When Amina had her third baby, she her instinct told her that something wasn’t right.

“Immediately I got to the ward and my baby was handed to me, I observed something unusual and drew the doctors’ attention to him. They just laughed it off and advised me to take some rest. The following day, we were discharged,” she said.

“I didn’t feel too good about my baby’s physical state, and when a family friend, who is also a medical doctor, visited I asked him to take a look. He also returned a verdict of ‘good health’.

“I continued feeling uneasy so I took him to another doctor-friend who also told me my baby was okay. After this, I accepted their verdicts and decided I was only being obsessive.”

A dangerous turn

Three days later, the story took a dangerous turn, as Amina’s newborn went into a coma.

“We rushed him to the hospital where he was resuscitated. Again, the doctor — a different one entirely — told me my baby was OK.

Despite all the danger signs, none of the medical personnel thought to take the infant’s blood sample to check the bilirubin levels and, if necessary, treat him for jaundice.

“It was at another hospital in Lagos that I was told that my baby had jaundice.  I was advised to set up the equivalent of phototherapy at home and to put my baby in a well-lit window for ten minutes, twice a day.

“Immediately we left the hospital, I called the electrician and instructed him to set up fluorescent bulbs in my baby’s cot.

“By the time I got home, the cot was ready.
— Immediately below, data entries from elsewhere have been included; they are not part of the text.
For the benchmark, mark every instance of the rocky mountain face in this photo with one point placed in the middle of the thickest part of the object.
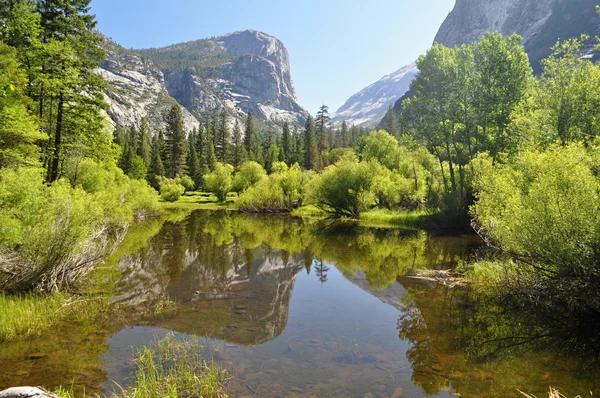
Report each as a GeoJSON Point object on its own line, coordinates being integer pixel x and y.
{"type": "Point", "coordinates": [367, 107]}
{"type": "Point", "coordinates": [136, 88]}
{"type": "Point", "coordinates": [541, 23]}
{"type": "Point", "coordinates": [243, 72]}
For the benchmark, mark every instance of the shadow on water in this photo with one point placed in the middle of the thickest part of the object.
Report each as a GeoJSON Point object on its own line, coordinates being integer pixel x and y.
{"type": "Point", "coordinates": [306, 308]}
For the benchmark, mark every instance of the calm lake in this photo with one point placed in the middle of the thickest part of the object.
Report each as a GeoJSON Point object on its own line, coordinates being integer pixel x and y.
{"type": "Point", "coordinates": [305, 308]}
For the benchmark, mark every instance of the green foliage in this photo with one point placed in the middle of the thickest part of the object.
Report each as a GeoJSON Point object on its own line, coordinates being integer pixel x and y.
{"type": "Point", "coordinates": [175, 143]}
{"type": "Point", "coordinates": [220, 181]}
{"type": "Point", "coordinates": [344, 189]}
{"type": "Point", "coordinates": [19, 131]}
{"type": "Point", "coordinates": [562, 106]}
{"type": "Point", "coordinates": [170, 190]}
{"type": "Point", "coordinates": [463, 100]}
{"type": "Point", "coordinates": [29, 315]}
{"type": "Point", "coordinates": [544, 208]}
{"type": "Point", "coordinates": [382, 147]}
{"type": "Point", "coordinates": [281, 191]}
{"type": "Point", "coordinates": [186, 182]}
{"type": "Point", "coordinates": [54, 234]}
{"type": "Point", "coordinates": [248, 174]}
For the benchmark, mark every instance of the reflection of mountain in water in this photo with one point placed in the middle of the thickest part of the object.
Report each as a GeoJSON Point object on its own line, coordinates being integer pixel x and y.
{"type": "Point", "coordinates": [247, 305]}
{"type": "Point", "coordinates": [242, 296]}
{"type": "Point", "coordinates": [231, 276]}
{"type": "Point", "coordinates": [390, 295]}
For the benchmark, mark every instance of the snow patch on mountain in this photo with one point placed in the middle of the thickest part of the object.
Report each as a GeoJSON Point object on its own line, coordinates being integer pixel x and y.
{"type": "Point", "coordinates": [368, 106]}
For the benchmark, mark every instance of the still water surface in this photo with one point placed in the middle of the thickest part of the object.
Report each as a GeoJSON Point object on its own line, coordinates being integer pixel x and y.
{"type": "Point", "coordinates": [302, 308]}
However, when one of our doctor-friends came on a visit, he screamed and said I was attempting a medical procedure at home without careful monitoring or supervision!

“So my baby was rushed back to hospital.

“Even at the children’s hospital in the heart of Lagos, I had to donate the electrical sockets needed to operate the phototherapy equipment. Treatment was supposedly free, but I soon realised that it’s a mirage,” she said.

Long-term damage

Amina’s baby survived but suffered permanent damage to the brain.

Cross section of journalists at the workshop

By the time Amina finished her story, all the journalists and workshop facilitators could not hold back tears.

For all the journalists, Amina’s story not only brought the sober reality of maternal, newborn and child health challenges closer to home, it was a call to action!

At the end of the workshop, all the participants made concrete commitments to keeping maternal, child and newborn health on top of the news agenda in their various organisations.